Light fluffy egg whites are separated and whipped to tender clouds; the golden yolks are bedded onto the center of the whipped whites which are then baked; marring the two back together.

Yields 8 clouds


  • 8 - eggs separated

  • 1 tbsp. - grated Parmesan cheese

  • 1/2 tsp - kosher salt

  • Fresh ground black pepper


Preheat oven to 375°. Line a baking sheet with parchment paper.

Separate the eggs, keeping egg yolks intact. Put the white in a clean bowl and beat with your *mixer with the whisk attachment on medium-high until stiff peaks form and hold their shape.
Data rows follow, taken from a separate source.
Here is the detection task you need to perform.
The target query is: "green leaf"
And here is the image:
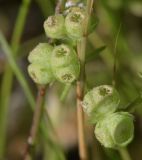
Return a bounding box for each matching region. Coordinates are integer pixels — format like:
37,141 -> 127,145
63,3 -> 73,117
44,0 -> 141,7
88,14 -> 99,35
86,45 -> 106,63
138,72 -> 142,79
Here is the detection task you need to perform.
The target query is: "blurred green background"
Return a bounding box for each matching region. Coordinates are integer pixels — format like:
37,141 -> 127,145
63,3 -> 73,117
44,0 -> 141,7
0,0 -> 142,159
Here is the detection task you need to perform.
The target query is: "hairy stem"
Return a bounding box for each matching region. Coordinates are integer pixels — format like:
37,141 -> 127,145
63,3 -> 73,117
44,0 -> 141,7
76,0 -> 94,159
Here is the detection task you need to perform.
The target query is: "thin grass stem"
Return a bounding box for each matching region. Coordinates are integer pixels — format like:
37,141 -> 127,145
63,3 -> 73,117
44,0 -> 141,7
0,31 -> 66,160
0,31 -> 35,107
0,0 -> 31,156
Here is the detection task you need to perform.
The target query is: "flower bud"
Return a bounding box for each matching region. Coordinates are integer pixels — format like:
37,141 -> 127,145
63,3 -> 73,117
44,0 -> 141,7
28,43 -> 53,65
28,63 -> 54,85
51,44 -> 80,83
82,85 -> 120,123
95,112 -> 134,148
44,14 -> 66,39
65,7 -> 87,39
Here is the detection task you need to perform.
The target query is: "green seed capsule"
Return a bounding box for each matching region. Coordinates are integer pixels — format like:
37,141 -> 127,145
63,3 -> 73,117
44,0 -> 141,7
51,44 -> 80,83
65,7 -> 87,39
95,112 -> 134,148
28,63 -> 54,85
28,43 -> 53,65
28,43 -> 54,84
53,65 -> 79,83
51,44 -> 78,67
44,14 -> 66,39
82,85 -> 120,123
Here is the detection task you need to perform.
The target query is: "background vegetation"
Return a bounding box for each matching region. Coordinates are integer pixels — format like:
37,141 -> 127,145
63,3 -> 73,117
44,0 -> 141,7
0,0 -> 142,159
Gently fold in the Parmesan using a rubber spatula, making sure not to deflate the egg whites.

Scoop the egg mixture 1 inch apart onto the parchment paper making 8 mounds of whites (around 1/2 - 1/4 cup each) using the back of a spoon create a small well in the center of each mound, carefully place one of the reserved whole egg yolks in each.

For creamy yolks, bake fore 15-16 minutes, or until the yolks have set and the whites are a light brown. For runny yolks bake fore only 8-10 minutes.

Season with the salt and pepper, the clouds are best served hot.

*Alternatively, you can mix with a whisk for 15-20 minutes.